Portugal had already accepted 2,500 Britons evacuated from Gibraltar at the outbreak of war, so you don't need a crystal ball to work whose side they would be on should Spain declare war on Britain.

Which is what 'joining the Axis' effectively means.

Also, Portugal has an overseas empire dependent on the goodwill of the Royal Navy.

So what?

Plenty of neutral nations were willing to do favours for the allies, very few wanted Germany to win, but none wanted to pay the cost of the war themselves. Saving Gibraltar at the cost of fighting a war in Portugal is not a good deal for Portugal. They might decide that they have no choice or that they could gain something from it, but they could just as easily and in my mind more probably decide that its not worth it.

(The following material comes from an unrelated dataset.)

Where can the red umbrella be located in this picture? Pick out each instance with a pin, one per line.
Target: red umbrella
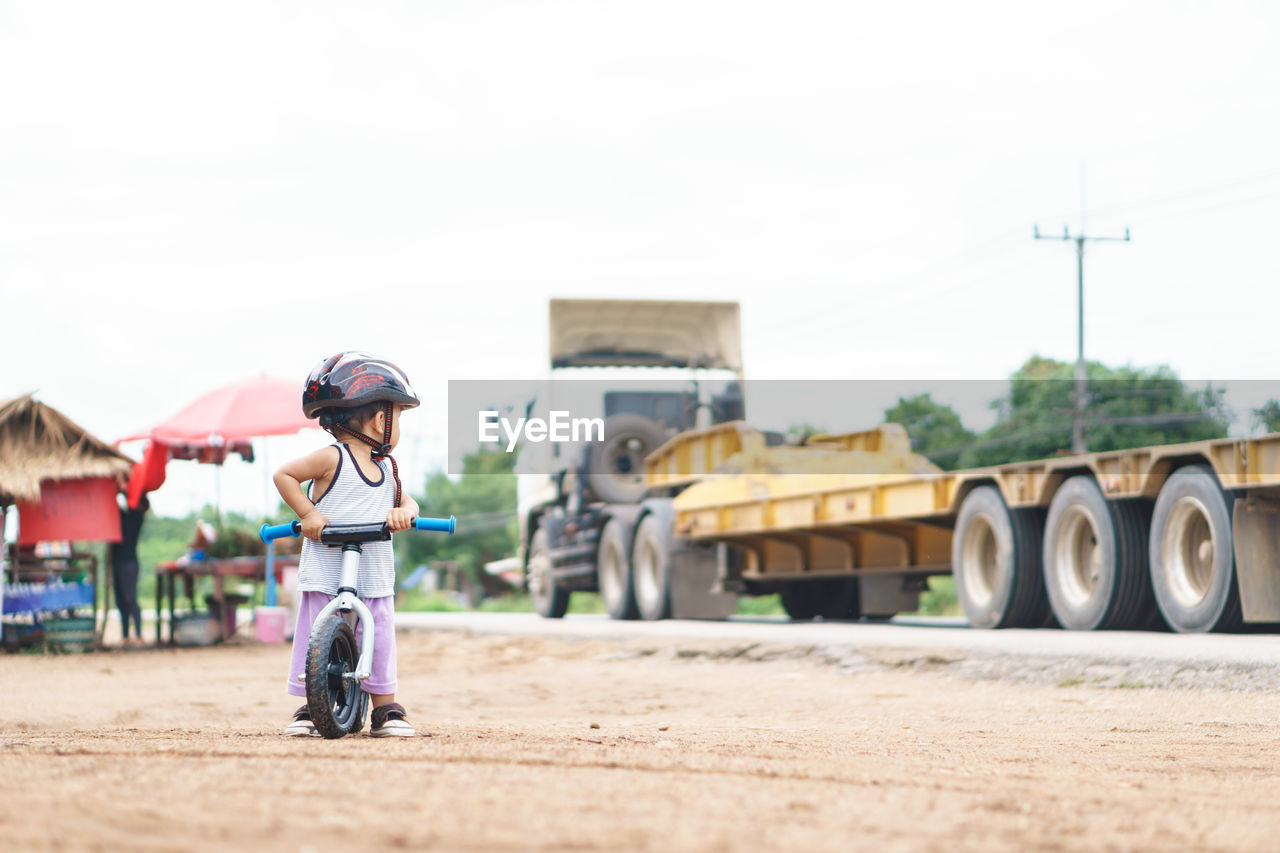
(238, 411)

There probably is a fair bit of speculation on that very subject somewhere, maybe someone has researched it?
 
Does Portugal have a reason (either legitimate or OTL-held paranoia) to believe that if Spain goes Axis, Portugal and its empire are going to have the crap kicked out of it?
 
Does Portugal have a reason (either legitimate or OTL-held paranoia) to believe that if Spain goes Axis, Portugal and its empire are going to have the crap kicked out of it?

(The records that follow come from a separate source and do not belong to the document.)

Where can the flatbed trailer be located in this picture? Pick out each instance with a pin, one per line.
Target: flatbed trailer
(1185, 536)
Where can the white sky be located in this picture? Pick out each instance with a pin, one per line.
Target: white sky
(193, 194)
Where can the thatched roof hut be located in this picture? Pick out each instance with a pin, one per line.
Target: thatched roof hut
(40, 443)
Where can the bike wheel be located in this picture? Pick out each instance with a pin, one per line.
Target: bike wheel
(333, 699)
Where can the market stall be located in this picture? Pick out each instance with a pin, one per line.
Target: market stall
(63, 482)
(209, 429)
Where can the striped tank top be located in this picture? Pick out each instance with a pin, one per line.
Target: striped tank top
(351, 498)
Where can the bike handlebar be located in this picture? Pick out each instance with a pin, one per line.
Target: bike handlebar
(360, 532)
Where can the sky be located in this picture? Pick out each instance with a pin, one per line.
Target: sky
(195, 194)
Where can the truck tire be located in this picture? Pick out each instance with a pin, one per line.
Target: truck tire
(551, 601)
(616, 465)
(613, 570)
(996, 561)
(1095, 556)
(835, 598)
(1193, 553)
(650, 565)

Going off this, how likely is it that Estado Novo Portugal chooses to join the Axis as well?
 
I think Gibraltar will last longer than you think, especially as it can be resupplied by sea, the Spanish navy will last about a week, and if the Royal Navy can shell Genoa & La Spezia and just lose one Swordfish, Algeciras and La Linea aren't going to last very long.

Leaving aside the question of how, the issue isn't so much food or ammunition as it is water. Most of the Rock's water supply is vulnerable to shelling and aerial bombing because it's largely dependent on open air catchments. Spanish artillery alone could probably do the job but if reinforced by the Germans as planned, there's no question of it rapidly falling because the defenders can't go three days without water.

Still the question of how the British do this in 1940-1941 is a big ask. There are no friend air bases nearby and the Spanish control the approaches to the peninsula, meaning any convoys would have to face a gauntlet of mines, U-Boats, E-Boats and the Luftwaffe. The only means of air support would require the Royal Navy to divert aircraft carriers for such a mission, because otherwise every run the Germans detect ends up like PQ-17 or Force Z. There's also the question of how many oil tankers can Britain repurpose to haul in water on short notice and to do so consistently? If British oil tankers are busy moving fresh water, they aren't support Imperial forces in North Africa or the RAF's bomber campaign.

Tell me you haven't read Mein Kampf or any biography of Hitler without telling me you haven't Mein Kampf or any biography of Hitler.

I would recommend you read the Table Talks for one to dissuade such notions, but I will humor you: what part of his book are you referring to? What biography are you referring to?